(Reuters) - Washington state Republican lawmakers urged one of their own to resign after a state report found that he engaged in “domestic terrorism” against the United States by participating in armed conflict through the right-wing militia movement.
Representative Matt Shea was a leader in the Patriot Movement defying federal authority in Nevada, Idaho and Oregon in 2014, 2015 and 2016, according to a report by the private Rampart Group commissioned by the Washington state House of Representatives and released on Thursday.
One of those actions involved a 41-day standoff at an Oregon wildlife refuge that resulted in one death, the report said.
“Representative Shea participated in an act of domestic terrorism against the United States by his actions before and during the armed takeover and standoff at the Malheur National Wildlife Refuge,” the report said, using a definition under U.S. law.
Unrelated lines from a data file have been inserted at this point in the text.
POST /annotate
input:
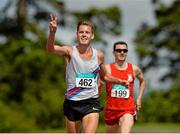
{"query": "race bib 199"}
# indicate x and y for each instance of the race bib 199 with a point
(120, 91)
(85, 80)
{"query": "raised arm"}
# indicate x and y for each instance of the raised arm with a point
(51, 47)
(106, 76)
(139, 75)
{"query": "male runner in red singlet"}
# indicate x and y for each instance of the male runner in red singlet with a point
(120, 110)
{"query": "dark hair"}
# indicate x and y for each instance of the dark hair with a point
(119, 43)
(88, 23)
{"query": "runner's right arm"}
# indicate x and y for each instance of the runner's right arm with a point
(56, 49)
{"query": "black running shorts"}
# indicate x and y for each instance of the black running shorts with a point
(76, 110)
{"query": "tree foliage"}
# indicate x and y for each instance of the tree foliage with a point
(32, 82)
(158, 46)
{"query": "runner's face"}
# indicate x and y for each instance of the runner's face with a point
(84, 35)
(120, 52)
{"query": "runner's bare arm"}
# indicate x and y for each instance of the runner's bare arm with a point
(106, 76)
(51, 47)
(139, 75)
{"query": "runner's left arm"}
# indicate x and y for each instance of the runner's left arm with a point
(139, 75)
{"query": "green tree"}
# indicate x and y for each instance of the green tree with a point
(32, 84)
(158, 46)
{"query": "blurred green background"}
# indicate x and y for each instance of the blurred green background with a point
(32, 82)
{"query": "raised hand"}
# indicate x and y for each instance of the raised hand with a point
(53, 23)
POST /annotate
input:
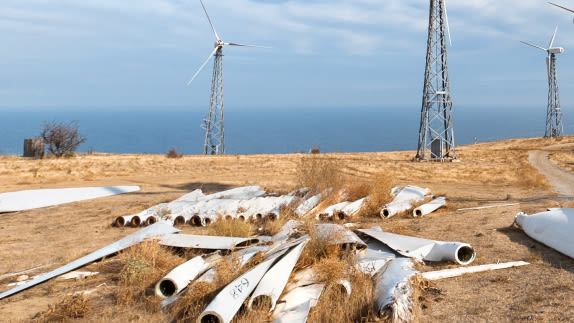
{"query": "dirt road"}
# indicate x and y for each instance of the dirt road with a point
(561, 179)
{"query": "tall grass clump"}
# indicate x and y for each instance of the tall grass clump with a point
(198, 295)
(319, 172)
(141, 267)
(230, 228)
(379, 193)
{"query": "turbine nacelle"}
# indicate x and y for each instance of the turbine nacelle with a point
(218, 45)
(550, 50)
(555, 50)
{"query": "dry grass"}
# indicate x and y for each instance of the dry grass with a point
(286, 213)
(142, 266)
(71, 307)
(230, 228)
(335, 305)
(319, 172)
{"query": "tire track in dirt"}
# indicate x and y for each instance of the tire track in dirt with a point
(561, 179)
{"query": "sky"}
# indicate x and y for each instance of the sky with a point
(322, 54)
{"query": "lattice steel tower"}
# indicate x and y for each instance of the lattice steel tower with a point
(213, 124)
(214, 132)
(554, 126)
(436, 136)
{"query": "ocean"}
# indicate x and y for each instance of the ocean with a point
(265, 131)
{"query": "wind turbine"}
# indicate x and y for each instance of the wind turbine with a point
(213, 123)
(436, 134)
(554, 126)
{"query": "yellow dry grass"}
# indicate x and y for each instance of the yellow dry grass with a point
(487, 173)
(564, 159)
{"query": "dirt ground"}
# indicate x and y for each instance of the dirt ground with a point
(485, 174)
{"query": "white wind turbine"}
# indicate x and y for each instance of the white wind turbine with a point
(213, 123)
(554, 126)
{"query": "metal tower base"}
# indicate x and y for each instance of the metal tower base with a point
(436, 136)
(214, 135)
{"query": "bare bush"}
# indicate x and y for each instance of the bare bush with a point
(319, 172)
(62, 138)
(173, 154)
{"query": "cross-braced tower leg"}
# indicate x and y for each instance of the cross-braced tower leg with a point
(436, 136)
(213, 124)
(554, 126)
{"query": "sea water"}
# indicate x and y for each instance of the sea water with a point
(265, 131)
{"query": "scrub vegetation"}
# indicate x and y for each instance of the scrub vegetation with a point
(486, 174)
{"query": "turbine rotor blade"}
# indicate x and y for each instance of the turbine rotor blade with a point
(559, 6)
(209, 19)
(244, 45)
(529, 44)
(553, 36)
(447, 25)
(202, 66)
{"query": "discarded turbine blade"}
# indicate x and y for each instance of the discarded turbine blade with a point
(228, 301)
(375, 257)
(393, 290)
(307, 205)
(243, 257)
(553, 228)
(178, 279)
(77, 275)
(424, 249)
(535, 46)
(335, 234)
(295, 305)
(245, 45)
(553, 37)
(559, 6)
(455, 272)
(33, 199)
(429, 207)
(297, 313)
(152, 231)
(403, 200)
(205, 242)
(202, 65)
(447, 25)
(286, 231)
(273, 282)
(351, 209)
(487, 207)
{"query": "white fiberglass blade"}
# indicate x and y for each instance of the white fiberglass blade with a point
(244, 45)
(202, 66)
(553, 36)
(447, 25)
(209, 19)
(529, 44)
(559, 6)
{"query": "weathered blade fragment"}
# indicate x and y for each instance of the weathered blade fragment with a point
(153, 231)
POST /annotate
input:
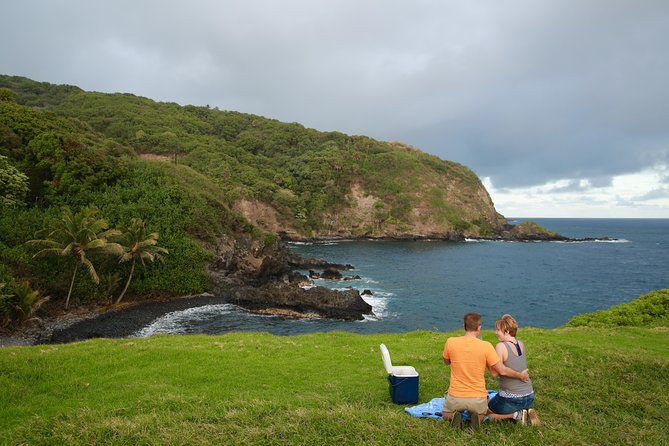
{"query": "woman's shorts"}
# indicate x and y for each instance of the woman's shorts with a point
(503, 405)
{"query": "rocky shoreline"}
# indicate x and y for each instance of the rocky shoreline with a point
(272, 288)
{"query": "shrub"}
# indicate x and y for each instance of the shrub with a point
(651, 309)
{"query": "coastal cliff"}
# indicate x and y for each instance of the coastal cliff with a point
(223, 189)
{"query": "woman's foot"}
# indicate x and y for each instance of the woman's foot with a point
(520, 416)
(534, 417)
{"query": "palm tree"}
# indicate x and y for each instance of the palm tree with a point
(137, 244)
(77, 235)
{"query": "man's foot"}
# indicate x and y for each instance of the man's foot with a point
(475, 421)
(521, 417)
(456, 421)
(534, 417)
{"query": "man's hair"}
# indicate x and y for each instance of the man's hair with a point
(472, 321)
(507, 324)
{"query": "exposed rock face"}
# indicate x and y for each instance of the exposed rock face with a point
(322, 301)
(448, 209)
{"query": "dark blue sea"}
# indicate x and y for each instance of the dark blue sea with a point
(431, 284)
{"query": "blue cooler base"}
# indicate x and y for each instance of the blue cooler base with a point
(403, 390)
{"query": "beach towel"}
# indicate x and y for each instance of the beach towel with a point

The Republican House leadership immediately called for Shea’s resignation and suspended him from the party caucus. The chief clerk of the House referred the matter to the FBI and U.S. attorney’s office, J.T. Wilcox, the Republican leader in the House, said in a statement.
“He should resign,” Wilcox said separately on Twitter.
Shea, who has been a member of the House since 2009, vowed to remain in his post, comparing the effort to oust him to the impeachment of President Donald Trump.
“I will not back down, I will not give in, I will not resign,” Shea said on Facebook. “Stand strong fellow Patriots.”
The militia movement expresses deep mistrust of the federal authority and disdains the regulation of firearms.
In 2014, Shea participated in an armed standoff in Nevada, led by rancher Cliven Bundy, who insisted on the right to let his cattle graze on federal lands without paying fees, the report said.
In 2015, the report said, Shea engaged in another conflict in Idaho in support of a military veteran who defied a lawful order to surrender his weapons.
In 2016, Shea helped plan another uprising by Ammon Bundy, the son of Cliven Bundy, who took over a national wildlife refuge in Oregon for 41 days, causing great stress on local communities, the report said.
“There are scars and wounds left by the threats and intimidation that were so prevalent during this time that they may never heal,” Craig LaFollette, the former mayor of Burns, Oregon, said in an email.
The report cited other instances of Shea’s condoning violence, intimidating political opponents and promoting militia training to confront law-enforcement agencies.